Reblogs for 20100813

  • 15 Pieces of Papers Under Creative Commons License (Attribution Non-Commercial Share Alike)

    Naoyoshi Hikosaka, contemporary artist, decided to put together a show called the Free Art Exhibition so I decided to participate.

    The exhibiting art works must be free to give away.
    It wasn’t easy to think of free art using the old technology which can not be digitally copied. As a proud member of Tokyo F.A.T., I wanted to create something symbolic!

    by-nc-sa

    So here is what I did. First I designed a symbol with CC license marks and its meta data (see SVG data here), pressed it on 15 real bills, and of course signed my name on each of them. In a way, copy-lefted the bills. I own the author’s copyright of the bills and at the same time they are completely free!

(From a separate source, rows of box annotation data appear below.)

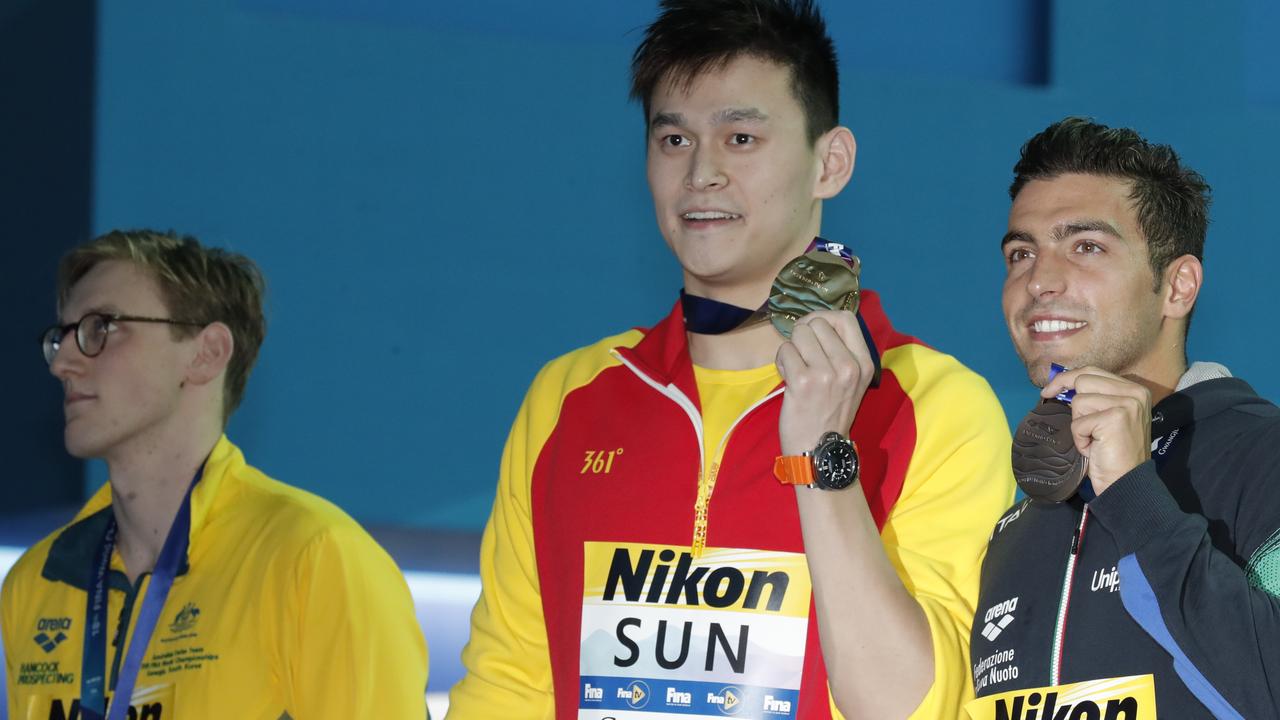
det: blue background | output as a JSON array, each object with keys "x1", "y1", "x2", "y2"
[{"x1": 0, "y1": 0, "x2": 1280, "y2": 530}]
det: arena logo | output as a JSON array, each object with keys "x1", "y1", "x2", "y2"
[{"x1": 982, "y1": 597, "x2": 1018, "y2": 642}]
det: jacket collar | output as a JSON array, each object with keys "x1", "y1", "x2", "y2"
[{"x1": 41, "y1": 436, "x2": 244, "y2": 591}]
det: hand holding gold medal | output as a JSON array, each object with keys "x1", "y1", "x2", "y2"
[
  {"x1": 767, "y1": 240, "x2": 861, "y2": 338},
  {"x1": 767, "y1": 240, "x2": 878, "y2": 479}
]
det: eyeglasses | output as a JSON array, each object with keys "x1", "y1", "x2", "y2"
[{"x1": 40, "y1": 313, "x2": 207, "y2": 365}]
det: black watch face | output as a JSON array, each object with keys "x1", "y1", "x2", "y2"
[{"x1": 813, "y1": 438, "x2": 858, "y2": 489}]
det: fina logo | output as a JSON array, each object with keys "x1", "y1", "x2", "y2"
[
  {"x1": 618, "y1": 680, "x2": 649, "y2": 710},
  {"x1": 707, "y1": 685, "x2": 746, "y2": 715}
]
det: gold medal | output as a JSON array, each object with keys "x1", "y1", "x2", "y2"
[{"x1": 768, "y1": 246, "x2": 861, "y2": 338}]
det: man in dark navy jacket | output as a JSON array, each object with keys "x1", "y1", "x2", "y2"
[{"x1": 969, "y1": 118, "x2": 1280, "y2": 719}]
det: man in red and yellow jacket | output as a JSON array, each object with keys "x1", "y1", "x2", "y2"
[{"x1": 449, "y1": 0, "x2": 1012, "y2": 720}]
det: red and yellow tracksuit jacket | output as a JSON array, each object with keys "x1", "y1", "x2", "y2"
[{"x1": 449, "y1": 292, "x2": 1014, "y2": 720}]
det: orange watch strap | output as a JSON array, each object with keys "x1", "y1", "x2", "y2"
[{"x1": 773, "y1": 455, "x2": 813, "y2": 486}]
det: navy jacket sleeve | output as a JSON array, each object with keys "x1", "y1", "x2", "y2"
[{"x1": 1089, "y1": 458, "x2": 1280, "y2": 719}]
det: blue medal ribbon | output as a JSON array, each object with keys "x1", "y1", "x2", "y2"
[
  {"x1": 81, "y1": 465, "x2": 204, "y2": 720},
  {"x1": 680, "y1": 237, "x2": 881, "y2": 387},
  {"x1": 1048, "y1": 363, "x2": 1075, "y2": 405}
]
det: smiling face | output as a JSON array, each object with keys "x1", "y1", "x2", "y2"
[
  {"x1": 49, "y1": 260, "x2": 195, "y2": 457},
  {"x1": 648, "y1": 56, "x2": 834, "y2": 305},
  {"x1": 1004, "y1": 174, "x2": 1181, "y2": 386}
]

    15 Pieces of Papers Under Creative Commons License (Attribution Non-Commercial Share Alike)

    I completed the work by lightly gluing the bills on a canvas.
    Anybody can take it and leave. I also exhibited the stamp it self so that anybody can stamp it on his money or on himself.

    If you want to make your own money in your own country, the idea is for free.

    The Exhibition is until the 22th of August.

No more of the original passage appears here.